A theorem on central velocity dispersions

TL;DR

This paper presents a theorem relating the central velocity dispersion and anisotropy of tracer populations within spherical dark halos, highlighting conditions for finite dispersions and implications for astrophysical modeling.

Contribution

It provides a precise mathematical relation between velocity anisotropy and density cusp slope in spherical dark matter halos, clarifying limitations of common simplifying assumptions.

Findings

For halos with shallow cusps, the tracer cusp slope equals twice the anisotropy parameter.

In halos with steep cusps, the tracer velocity dispersion diverges at the center.
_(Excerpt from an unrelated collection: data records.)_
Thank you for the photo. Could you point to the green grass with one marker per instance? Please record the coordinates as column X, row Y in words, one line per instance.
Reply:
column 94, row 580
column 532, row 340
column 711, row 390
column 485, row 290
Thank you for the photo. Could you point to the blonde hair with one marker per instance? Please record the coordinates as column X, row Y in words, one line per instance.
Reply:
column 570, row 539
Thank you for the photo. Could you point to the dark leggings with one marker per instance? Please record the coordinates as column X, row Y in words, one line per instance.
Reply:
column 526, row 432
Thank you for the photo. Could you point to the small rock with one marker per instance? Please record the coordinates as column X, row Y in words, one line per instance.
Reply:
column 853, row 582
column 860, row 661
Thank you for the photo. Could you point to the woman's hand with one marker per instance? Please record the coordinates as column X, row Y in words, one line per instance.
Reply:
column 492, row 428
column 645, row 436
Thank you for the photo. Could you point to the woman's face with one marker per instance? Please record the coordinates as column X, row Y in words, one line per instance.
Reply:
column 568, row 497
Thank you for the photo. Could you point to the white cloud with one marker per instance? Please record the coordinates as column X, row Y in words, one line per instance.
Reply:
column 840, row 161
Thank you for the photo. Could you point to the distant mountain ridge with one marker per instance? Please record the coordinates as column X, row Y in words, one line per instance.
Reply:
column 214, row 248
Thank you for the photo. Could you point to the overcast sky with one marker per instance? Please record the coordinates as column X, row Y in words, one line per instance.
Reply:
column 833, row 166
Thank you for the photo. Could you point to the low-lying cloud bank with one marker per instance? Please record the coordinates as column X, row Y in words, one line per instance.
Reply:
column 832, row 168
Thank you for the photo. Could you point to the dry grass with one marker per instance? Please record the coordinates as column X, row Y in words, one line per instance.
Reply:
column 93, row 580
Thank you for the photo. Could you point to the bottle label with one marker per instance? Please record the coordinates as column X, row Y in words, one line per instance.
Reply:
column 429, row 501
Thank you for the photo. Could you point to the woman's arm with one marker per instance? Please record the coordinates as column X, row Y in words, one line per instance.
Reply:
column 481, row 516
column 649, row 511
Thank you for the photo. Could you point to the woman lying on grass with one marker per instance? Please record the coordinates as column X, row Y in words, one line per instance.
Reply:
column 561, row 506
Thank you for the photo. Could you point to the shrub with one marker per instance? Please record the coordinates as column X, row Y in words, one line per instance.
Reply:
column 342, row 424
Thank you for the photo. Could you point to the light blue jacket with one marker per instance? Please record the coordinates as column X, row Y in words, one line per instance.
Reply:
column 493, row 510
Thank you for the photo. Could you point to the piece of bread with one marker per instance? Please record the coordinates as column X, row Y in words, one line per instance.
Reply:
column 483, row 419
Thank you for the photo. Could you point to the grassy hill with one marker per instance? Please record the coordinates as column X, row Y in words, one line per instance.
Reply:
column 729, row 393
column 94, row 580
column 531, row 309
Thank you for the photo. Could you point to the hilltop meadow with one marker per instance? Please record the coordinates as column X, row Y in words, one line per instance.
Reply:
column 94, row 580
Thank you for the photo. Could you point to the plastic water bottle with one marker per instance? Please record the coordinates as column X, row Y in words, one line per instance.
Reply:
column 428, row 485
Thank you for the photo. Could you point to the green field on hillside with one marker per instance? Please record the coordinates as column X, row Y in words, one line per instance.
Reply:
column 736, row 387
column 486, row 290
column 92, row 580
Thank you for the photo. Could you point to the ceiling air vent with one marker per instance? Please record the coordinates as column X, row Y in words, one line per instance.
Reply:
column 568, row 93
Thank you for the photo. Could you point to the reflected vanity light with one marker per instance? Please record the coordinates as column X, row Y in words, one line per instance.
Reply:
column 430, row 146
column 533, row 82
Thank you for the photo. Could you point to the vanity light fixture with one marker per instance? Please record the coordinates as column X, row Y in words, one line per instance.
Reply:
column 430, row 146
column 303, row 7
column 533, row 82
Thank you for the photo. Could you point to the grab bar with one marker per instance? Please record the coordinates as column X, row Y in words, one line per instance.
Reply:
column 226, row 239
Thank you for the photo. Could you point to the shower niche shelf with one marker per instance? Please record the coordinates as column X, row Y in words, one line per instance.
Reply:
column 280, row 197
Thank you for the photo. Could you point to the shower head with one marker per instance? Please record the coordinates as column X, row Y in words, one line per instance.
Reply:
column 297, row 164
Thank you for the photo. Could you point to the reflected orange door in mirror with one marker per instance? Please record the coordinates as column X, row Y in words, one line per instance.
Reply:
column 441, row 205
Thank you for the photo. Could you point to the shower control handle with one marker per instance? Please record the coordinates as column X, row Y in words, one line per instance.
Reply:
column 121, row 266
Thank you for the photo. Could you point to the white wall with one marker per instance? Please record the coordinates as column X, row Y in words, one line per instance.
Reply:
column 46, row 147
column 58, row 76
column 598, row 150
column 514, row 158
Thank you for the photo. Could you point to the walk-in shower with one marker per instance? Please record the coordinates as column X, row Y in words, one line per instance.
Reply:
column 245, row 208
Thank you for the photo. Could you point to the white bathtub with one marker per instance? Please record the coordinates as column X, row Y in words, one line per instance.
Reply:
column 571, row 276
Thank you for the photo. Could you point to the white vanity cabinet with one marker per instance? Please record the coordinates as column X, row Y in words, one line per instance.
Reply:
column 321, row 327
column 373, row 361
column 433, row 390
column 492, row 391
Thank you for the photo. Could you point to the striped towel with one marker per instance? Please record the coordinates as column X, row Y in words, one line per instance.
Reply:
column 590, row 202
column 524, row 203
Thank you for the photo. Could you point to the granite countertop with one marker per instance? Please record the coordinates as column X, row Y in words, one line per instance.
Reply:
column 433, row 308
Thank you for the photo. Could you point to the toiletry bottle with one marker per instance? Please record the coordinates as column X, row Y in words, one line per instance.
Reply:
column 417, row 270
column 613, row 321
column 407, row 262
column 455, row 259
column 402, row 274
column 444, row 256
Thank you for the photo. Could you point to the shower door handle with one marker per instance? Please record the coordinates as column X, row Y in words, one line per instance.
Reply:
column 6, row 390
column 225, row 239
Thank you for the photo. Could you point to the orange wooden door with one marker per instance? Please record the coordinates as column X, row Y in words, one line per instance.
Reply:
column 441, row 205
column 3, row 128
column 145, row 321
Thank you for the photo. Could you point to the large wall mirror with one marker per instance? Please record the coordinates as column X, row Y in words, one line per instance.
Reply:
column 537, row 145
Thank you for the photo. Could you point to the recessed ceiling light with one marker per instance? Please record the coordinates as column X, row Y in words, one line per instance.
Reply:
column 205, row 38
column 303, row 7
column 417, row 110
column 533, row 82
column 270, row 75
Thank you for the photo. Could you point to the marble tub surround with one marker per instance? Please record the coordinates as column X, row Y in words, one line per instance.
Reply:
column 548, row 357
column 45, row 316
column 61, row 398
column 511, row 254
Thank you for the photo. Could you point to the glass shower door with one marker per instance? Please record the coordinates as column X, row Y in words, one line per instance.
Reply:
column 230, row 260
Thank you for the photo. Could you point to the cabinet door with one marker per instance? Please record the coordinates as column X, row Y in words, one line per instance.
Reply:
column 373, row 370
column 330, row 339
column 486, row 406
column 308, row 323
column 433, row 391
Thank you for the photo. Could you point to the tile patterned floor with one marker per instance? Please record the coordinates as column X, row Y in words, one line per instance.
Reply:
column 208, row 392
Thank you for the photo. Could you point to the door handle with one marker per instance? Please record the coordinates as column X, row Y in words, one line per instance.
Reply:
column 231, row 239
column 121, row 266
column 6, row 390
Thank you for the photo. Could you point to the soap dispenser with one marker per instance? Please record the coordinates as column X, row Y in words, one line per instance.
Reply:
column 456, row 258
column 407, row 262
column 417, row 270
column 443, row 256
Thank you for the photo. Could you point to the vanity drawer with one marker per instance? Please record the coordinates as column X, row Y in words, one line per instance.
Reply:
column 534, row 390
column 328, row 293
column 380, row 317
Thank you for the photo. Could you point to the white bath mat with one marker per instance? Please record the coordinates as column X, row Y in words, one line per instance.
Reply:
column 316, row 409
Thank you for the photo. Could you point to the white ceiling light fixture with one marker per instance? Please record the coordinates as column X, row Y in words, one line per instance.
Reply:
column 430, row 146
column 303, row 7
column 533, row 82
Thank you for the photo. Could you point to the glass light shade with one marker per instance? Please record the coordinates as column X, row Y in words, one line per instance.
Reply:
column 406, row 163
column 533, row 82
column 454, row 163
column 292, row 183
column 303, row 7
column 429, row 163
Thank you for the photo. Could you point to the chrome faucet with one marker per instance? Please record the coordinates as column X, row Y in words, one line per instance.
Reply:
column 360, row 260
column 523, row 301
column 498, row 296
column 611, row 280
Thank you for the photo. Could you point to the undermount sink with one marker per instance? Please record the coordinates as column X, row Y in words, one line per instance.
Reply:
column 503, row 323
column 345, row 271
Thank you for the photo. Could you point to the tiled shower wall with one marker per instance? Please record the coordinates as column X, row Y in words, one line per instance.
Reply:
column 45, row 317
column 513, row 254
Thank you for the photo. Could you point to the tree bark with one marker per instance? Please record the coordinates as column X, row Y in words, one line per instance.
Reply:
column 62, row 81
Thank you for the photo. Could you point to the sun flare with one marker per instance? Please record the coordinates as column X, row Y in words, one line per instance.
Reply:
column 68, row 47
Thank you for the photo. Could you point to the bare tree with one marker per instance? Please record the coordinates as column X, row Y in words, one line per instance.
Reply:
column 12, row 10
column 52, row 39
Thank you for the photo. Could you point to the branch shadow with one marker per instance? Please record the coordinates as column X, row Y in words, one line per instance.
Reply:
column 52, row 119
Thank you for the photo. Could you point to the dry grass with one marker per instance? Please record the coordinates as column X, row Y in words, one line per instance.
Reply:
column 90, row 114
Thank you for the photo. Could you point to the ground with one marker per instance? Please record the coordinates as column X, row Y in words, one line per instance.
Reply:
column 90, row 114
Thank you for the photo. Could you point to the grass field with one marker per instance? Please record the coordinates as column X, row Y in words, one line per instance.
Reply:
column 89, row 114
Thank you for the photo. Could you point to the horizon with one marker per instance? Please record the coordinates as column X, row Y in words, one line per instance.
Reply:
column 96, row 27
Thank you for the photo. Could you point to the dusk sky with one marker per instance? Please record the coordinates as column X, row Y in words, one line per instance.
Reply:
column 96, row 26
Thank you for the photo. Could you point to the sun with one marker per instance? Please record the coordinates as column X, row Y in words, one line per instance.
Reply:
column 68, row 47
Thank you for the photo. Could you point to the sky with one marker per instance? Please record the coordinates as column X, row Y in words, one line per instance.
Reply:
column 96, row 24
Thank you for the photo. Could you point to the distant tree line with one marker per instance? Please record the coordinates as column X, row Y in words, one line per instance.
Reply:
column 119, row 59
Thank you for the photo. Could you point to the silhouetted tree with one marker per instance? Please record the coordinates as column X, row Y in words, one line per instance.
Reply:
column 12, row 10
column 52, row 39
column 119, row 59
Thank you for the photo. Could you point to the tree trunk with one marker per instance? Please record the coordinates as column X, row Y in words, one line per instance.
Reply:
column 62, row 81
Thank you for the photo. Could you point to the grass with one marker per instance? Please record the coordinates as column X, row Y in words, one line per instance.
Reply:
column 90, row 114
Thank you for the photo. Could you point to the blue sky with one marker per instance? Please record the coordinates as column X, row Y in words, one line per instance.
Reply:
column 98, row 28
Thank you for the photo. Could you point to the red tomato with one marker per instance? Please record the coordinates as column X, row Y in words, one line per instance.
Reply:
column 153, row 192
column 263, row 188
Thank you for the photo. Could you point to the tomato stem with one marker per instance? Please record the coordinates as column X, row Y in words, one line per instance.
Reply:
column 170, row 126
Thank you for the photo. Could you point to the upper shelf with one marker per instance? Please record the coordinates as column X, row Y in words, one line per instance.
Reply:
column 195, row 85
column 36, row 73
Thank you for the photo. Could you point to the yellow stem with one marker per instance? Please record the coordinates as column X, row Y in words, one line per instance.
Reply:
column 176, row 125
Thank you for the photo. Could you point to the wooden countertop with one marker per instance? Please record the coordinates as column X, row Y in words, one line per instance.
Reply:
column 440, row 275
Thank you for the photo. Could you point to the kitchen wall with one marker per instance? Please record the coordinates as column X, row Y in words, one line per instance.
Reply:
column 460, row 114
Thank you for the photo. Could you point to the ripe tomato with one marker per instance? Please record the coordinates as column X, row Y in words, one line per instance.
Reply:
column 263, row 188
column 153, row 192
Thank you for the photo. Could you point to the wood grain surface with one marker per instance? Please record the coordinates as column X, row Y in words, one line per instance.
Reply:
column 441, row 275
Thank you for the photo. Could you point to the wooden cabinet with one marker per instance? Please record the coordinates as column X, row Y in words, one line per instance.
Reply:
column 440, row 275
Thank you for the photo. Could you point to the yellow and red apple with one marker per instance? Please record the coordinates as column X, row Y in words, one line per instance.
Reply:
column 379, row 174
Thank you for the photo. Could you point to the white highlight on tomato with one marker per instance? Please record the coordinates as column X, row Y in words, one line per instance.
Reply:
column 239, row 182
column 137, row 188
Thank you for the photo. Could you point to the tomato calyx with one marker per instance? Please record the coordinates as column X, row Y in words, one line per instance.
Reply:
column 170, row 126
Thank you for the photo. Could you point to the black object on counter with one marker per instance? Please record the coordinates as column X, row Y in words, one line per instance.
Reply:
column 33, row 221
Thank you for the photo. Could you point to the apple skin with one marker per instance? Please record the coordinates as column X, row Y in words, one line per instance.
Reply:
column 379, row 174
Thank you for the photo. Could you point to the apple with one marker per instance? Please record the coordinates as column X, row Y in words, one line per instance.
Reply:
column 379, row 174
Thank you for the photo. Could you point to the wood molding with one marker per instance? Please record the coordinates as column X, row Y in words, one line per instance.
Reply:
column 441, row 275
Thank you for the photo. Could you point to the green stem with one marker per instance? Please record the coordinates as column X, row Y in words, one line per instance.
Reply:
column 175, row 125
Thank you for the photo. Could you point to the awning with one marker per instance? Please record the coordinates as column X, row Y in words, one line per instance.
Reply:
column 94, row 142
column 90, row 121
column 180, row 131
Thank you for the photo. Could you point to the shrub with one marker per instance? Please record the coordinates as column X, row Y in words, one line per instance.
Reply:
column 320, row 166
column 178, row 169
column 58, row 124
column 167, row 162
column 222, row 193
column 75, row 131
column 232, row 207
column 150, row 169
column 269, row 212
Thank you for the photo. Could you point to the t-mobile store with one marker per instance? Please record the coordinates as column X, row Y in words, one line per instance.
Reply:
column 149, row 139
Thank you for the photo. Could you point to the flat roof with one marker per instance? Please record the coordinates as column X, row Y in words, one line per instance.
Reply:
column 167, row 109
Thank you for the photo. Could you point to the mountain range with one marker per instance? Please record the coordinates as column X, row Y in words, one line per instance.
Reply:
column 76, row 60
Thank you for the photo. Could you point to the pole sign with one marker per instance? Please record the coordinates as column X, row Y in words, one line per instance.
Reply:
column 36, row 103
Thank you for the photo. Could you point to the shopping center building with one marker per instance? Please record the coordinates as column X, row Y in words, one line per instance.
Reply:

The theorem warns against over-reliance on isotropy and spherical symmetry assumptions.

Abstract

It is shown that, if the tracer population is supported by a spherical dark halo with a core or a cusp diverging more slowly than that of a singular isothermal sphere, the logarithmic cusp slope 'g' of the tracers must be given exactly by g=2b where b is their velocity anisotropy parameter at the center unless the same tracers are dynamically cold at the center. If the halo cusp diverges faster than that of the singular isothermal sphere, the velocity dispersion of the tracers must diverge at the center too. In particular, if the logarithmic halo cusp slope is larger than two, the diverging velocity dispersion also traces the behavior of the potential. The implication of our theorem on projected quantities is also discussed. We argue that our theorem should be understood as a warning against interpreting results based on simplifying assumptions such as isotropy and spherical symmetry.